Sep 28 2008
Perhaps Someday We Will Look Back Upon These Trials With Joy

So began one of the most famous lines of Virgil's Aeneid — "Forsan et haec olim meminisse juvabit."
I am today supposed to be in the Manila airport awaiting a late night flight to Guam, where I planned on going for several days en route to Micronesia, French Polynesia, and other points into the Pacific Ocean. However, it seems I reserved my flight to Manila and to Guam without sufficiently planning ahead.
I fucked up.
In making final preperations for the trip, I learned that there are not many, if ANY, budget accommodations on most of the islands I was hoping to visit. As such, unlike Asia, where most expenditures come from obtaining transportation (i.e., car, bus, train, plane), I have learned that most of the expenditues I faced in my proposed Pacific trip would come from both obtainng transportation, AS WELL AS lodging and food. Simply stated, I just can't afford to take that trip.
So I'm sucking it up, getting out early, and taking some losses from the (newly modified) non-refundable flight tickets. The whole affair, quite candidly, has left a sour taste in my mouth … both airlines I was booked through — Cebu Pacific and Philippines Airlines — have the WOST customer service in the airline industry (A friendly word of advise … take into account their ever-changing 'refund policies' before booking a flight on either of those airlines).
So instead, I'm leaving later this week for Bali, Indonesia — where I'll be looking for an apartment. I'm leaving Bangkok for a while.

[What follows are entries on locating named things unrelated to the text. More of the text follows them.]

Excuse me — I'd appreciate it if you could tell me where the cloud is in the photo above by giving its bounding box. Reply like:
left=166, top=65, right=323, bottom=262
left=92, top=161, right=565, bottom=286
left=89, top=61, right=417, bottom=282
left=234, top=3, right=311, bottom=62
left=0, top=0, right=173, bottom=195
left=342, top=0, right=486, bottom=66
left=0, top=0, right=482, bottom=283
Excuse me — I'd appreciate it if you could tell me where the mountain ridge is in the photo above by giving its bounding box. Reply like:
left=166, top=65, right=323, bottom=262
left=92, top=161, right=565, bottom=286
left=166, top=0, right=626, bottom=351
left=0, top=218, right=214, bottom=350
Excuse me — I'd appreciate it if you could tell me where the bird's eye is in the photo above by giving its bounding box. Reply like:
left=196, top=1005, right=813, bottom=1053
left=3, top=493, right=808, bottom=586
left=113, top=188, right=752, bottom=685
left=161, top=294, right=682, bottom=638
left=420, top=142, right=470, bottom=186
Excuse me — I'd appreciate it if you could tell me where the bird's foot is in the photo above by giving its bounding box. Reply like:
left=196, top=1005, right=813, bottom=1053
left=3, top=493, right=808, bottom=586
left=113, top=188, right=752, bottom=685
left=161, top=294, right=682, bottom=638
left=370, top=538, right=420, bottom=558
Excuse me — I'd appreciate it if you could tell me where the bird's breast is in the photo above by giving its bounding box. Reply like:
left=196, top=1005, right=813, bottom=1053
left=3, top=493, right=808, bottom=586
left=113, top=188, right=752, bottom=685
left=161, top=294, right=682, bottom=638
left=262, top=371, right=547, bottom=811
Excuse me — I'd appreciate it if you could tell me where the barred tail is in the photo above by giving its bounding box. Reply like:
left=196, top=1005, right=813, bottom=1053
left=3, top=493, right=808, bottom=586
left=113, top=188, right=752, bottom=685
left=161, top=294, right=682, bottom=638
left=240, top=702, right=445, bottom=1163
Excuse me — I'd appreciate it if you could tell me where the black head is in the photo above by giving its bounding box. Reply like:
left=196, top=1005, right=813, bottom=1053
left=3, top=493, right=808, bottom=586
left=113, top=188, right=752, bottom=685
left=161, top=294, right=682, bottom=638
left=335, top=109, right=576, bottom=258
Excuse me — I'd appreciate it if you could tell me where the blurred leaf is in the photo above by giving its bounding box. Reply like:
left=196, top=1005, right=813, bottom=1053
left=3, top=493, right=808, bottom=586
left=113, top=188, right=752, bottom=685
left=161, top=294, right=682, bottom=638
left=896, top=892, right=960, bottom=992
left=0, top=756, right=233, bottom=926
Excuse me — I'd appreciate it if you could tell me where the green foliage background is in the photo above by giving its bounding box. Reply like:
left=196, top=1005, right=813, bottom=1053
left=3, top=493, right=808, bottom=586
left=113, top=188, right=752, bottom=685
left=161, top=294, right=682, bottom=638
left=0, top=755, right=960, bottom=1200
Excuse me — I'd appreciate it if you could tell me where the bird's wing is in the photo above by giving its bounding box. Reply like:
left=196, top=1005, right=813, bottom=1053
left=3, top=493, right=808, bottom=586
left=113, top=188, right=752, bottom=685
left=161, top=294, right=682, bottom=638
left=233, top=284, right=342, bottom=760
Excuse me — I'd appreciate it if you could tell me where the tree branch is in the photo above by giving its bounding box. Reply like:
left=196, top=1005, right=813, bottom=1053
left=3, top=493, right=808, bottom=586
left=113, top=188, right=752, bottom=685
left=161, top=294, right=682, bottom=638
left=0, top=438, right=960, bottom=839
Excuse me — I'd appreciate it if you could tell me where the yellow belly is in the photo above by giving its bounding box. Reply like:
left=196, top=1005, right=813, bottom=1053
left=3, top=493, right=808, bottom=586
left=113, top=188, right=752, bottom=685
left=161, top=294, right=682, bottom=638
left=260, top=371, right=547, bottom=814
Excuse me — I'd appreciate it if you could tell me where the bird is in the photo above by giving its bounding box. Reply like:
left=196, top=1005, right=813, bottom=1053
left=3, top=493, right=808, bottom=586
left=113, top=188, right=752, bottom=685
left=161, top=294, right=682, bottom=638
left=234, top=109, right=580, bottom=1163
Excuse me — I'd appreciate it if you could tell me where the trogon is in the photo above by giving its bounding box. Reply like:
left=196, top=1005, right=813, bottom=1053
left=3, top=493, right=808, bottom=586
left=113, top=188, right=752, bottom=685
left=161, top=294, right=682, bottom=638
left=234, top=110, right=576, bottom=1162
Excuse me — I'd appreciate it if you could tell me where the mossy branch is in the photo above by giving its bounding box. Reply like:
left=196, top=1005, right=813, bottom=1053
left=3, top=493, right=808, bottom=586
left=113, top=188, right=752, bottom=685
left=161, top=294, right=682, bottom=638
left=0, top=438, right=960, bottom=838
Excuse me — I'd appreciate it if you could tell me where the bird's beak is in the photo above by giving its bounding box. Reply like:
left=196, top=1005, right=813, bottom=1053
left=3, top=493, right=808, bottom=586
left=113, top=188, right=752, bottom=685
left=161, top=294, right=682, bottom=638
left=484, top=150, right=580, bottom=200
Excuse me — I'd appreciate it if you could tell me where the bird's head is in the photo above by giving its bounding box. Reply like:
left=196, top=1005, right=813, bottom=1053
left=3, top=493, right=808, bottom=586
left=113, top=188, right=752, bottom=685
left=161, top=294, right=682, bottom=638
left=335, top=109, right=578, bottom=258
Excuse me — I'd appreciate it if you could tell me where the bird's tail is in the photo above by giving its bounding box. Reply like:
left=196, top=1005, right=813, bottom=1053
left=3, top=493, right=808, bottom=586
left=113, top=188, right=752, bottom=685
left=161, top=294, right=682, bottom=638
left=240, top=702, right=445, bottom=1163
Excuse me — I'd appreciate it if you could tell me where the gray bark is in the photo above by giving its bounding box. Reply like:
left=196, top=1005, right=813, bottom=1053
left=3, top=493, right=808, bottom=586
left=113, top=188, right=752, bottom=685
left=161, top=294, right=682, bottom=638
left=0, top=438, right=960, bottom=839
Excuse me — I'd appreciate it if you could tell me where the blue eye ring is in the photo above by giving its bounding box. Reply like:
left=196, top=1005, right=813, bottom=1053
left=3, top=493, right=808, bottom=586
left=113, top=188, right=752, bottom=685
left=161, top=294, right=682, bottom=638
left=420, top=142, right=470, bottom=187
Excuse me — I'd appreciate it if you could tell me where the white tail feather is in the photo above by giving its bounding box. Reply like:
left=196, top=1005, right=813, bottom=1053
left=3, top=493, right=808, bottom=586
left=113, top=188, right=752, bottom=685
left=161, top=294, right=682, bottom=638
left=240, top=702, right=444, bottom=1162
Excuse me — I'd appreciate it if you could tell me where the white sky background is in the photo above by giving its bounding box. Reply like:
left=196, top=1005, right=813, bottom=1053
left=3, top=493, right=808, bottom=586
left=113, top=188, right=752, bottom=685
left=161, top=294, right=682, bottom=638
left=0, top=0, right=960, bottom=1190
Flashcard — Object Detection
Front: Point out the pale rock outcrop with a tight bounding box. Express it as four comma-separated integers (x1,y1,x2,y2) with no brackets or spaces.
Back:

I'm starting to figure out, in fits and spurts, that the traveling portion of this 'sojern' of mine may be coming to a close. I no longer feel like finding great new places to go surf and explore. Rather, lately every time I go somewhere new, I just want to go back to Indonesia. Apparently home IS where the heart is — and if the worst thing that's happening to me is that I lose a couple airplne tickets in figuring that out, things aren't going too bad.
Of greater importance is that, despite any the 'imagined' stress this whole situation has provoked, right now I find it extremely hard to gripe about these altogether trivial matters going in my life.
As I've mentioned previously, my friend Jill Lawler and her family were caught in the path of a terrible storm when their mother and brother were BOTH diagnosed with cancer within months of each other. And yesterday, just months after her mom passed away, Jill's brother too lost his fight with the disease. He was only 32 years old.
Apart from the title of this post, I haven't quite the words to express my sorrow for their loss, and my wish for an end to their seemingly non-stop anguish. I am so, so sorry. All my thoughts are with you guys.